Baby garter snakes shed skins within 10 days of birth (my Tom and Millie shed after 5 and 7 days respectively). During this time, your snakes may lose sight and refuse to eat. So, don't panic as this doesn't last for long unless your pets have other health issues.

Thiamine deficiency usually occurs if you're feeding your baby garters on fish. And that's why I discourage you to steer clear of fish even though some pet stores may advise you otherwise. One sign of thiamine deficiency among baby garters is frequent convulsions. Call your pet doctor if your snakes are showing these signs.

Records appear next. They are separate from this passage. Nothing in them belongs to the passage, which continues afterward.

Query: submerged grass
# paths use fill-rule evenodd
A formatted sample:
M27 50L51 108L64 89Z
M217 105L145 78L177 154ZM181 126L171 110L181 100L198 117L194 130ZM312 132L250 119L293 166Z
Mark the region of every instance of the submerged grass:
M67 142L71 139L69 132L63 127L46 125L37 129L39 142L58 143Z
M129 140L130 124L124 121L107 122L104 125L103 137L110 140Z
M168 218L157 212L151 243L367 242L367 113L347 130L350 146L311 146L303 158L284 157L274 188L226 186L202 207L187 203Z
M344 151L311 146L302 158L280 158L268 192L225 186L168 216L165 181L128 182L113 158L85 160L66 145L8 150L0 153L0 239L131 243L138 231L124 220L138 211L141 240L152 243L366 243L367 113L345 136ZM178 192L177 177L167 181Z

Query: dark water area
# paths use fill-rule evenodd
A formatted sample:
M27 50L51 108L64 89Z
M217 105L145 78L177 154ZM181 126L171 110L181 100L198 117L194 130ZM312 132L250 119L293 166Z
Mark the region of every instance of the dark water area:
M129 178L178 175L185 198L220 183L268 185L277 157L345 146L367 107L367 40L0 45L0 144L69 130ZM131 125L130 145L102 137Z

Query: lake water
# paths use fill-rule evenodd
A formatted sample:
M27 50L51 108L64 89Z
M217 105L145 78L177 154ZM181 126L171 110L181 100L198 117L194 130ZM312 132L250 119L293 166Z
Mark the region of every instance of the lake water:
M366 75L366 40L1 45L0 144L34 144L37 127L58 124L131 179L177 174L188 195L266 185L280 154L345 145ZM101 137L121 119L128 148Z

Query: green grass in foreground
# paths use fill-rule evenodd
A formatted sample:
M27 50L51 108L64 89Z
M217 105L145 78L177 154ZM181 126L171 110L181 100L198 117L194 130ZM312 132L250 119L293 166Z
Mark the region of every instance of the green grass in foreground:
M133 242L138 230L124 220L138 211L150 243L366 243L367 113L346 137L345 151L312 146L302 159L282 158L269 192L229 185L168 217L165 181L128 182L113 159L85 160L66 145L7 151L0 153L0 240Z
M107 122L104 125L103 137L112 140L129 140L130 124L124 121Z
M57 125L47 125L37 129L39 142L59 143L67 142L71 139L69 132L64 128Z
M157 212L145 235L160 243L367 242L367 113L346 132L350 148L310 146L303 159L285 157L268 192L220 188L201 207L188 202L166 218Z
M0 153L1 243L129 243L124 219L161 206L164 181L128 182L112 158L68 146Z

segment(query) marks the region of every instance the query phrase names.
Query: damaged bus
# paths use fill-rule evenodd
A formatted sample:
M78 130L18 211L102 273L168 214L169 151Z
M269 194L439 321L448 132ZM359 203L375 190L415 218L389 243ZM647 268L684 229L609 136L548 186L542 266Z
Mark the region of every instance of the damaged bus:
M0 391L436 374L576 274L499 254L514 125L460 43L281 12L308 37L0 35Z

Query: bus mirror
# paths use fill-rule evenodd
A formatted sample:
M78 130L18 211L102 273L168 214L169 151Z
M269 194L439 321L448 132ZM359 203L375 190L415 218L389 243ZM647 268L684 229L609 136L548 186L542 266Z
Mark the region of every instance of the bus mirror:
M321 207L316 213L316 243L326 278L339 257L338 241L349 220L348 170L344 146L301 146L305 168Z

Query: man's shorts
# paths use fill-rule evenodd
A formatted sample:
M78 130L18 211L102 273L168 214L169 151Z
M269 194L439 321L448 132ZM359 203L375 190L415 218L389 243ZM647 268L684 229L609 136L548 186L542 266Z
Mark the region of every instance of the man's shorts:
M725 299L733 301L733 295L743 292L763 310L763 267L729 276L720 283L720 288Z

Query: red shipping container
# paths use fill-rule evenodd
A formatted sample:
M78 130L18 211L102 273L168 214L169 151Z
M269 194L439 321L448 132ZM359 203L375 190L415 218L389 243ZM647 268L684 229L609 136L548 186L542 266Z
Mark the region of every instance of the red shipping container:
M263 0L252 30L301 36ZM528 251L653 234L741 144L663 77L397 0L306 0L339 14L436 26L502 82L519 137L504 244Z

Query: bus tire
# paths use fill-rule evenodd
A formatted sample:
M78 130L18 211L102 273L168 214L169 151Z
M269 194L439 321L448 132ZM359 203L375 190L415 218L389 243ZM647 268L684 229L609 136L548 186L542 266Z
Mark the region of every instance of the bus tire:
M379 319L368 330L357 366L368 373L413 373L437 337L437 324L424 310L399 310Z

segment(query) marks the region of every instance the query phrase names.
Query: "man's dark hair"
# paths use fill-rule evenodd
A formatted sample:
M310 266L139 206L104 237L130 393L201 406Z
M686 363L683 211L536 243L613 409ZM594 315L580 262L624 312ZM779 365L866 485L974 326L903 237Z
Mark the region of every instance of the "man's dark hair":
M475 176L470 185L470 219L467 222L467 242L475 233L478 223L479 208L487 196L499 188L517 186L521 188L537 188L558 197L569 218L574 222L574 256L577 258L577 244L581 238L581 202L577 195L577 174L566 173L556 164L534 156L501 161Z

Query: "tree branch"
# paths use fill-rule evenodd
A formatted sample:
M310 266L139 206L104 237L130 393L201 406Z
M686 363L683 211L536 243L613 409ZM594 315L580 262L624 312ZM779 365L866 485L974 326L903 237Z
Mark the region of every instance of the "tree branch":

Differences Between Baby and Adult Garter Snakes

I will begin with the obvious, which is physical differences. First, baby garter snakes are smaller than their adults in size, and this is something that doesn't need any further explanation because you already know why. The second physical difference is that baby garter snakes have a smooth skin, while adult garters are scalier and rougher.

Also, baby garter snakes need to eat more often than adult garter snakes. For instance, I used to feed my young Tom and Millie every 3 to 4 days. Today, I feed them every 7 to 8 days.

Feeding a baby garter snake is more difficult than feeding an adult garter. Some babies may experience problems recognizing food. Besides, you don't expect a 10-day old garter snake to swallow a mouse whole. Adults can do this with ease though.

Can Baby Garter Snakes Be Good Pets

As we have seen in this guide, its very possible to have baby garters as pets, and they can be fun to have in your home. However, you must appreciate the fact that these little reptiles are more demanding than adult garters. In terms of feeding, you will need to start small and upgrade gradually. Their housing also needs upgrading. Besides, baby garter snakes are more vulnerable to health problems than adults. If you can get all these things fixed, then you will have a wonderful time with your baby garters. Won't you?